Dalam rangka mewujudkan salah satu visi pemerintah yaitu mengembangkan dan memanfaatkan energi terbarukan tidak lama lagi di kawasan Gelora Bung Karno (GBK) akan dibangun Pembangkit Listrik Tenaga Surya (PLTS). Kerja sama pembangunan ini dimulai dengan ditandatanganinya Nota Kesepakatan Kerja Sama Pengembangan Pembangkit Listrik Tenaga Surya (PLTS) di Komplek pada Selasa, 16 Maret 2021. Nota Kesepakatan Kerja Sama ini ditandatangani oleh Direktur Utama Pusat Pengelolaan Komplek Gelanggang Olahraga Bung Karno (PPKGBK), Rakhmadi A. Kusumo bersama Direktur Utama PT. Pertamina Power Indonesia, Dannif Danusaputro dan disaksikan oleh Menteri Sekretaris Negara, Pratikno dan Direktur Utama PT. Pertamina (Persero), Nicke Widyawati.

Dalam kerjasama ini, PPKGBK akan menyiapkan lokasi PLTS dan Pertamina mempersiapkan studi kelayakan teknis meliputi jenis panel surya yang relevan, kekuatan struktur bangunan eksisting, sistem kelistrikan, keamanan publik dan studi terkait lainnya. Nantinya PLTS yang akan dibangun di kawasan GBK akan berkapasitas sebesar 1,2 MW.

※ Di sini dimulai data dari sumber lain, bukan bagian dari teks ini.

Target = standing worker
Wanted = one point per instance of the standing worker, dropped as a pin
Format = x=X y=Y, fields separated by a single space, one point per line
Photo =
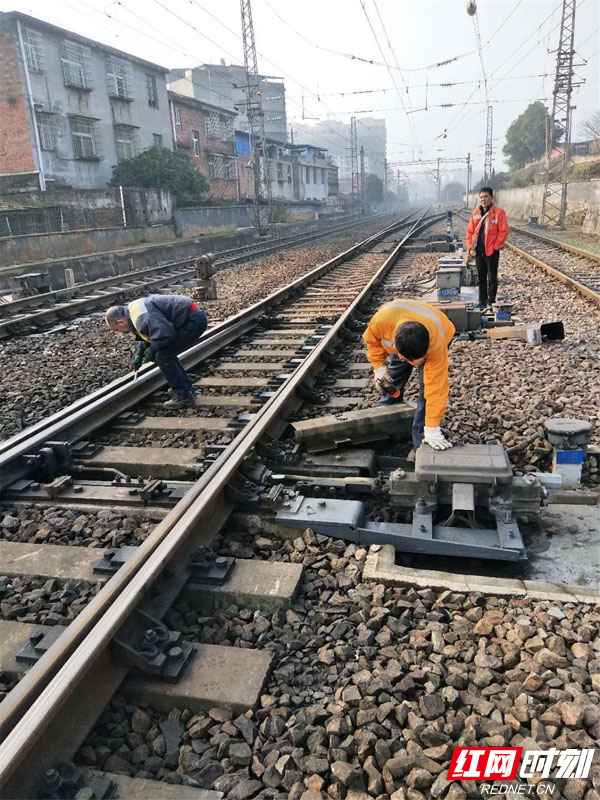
x=486 y=234
x=407 y=334
x=164 y=325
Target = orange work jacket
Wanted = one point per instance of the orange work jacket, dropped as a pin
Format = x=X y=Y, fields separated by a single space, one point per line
x=379 y=337
x=496 y=229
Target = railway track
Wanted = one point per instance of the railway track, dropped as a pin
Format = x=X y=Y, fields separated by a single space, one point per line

Dalam keterangan tertulisnya pada Rabu 17 Maret 2021, Menteri Sekretaris Negara RI, Pratikno menyampaikan bahwa Kementerian Sekretariat Negara selaku Pemilik Aset Negara menyampaikan terima kasih kepada Pertamina yang telah mendukung upaya Pemerintah dalam pemanfaatan aset negara dengan membangun PLTS di kawasan GBK. “Kita berupaya keras untuk semakin go green dan memanfaatkan tanah negara sepenuhnya untuk publik. Kita ingin memberikan kontribusi yang terbesar untuk masyarakat ke depan,” jelasnya.

Direktur Utama Pertamina, Nicke Widyawati turut menyambut positif kerja sama pembangunan PLTS di GBK. “Ini potensi terbesar, selain meningkatkan realisasi program renewable energy juga dapat meningkatkan nilai ekonomis serta ikut mendukung upaya pengembangan bisnis energi yang berkelanjutan sesuai dengan implementasi ESG (Environment, Social and Governance),” tutup Nicke.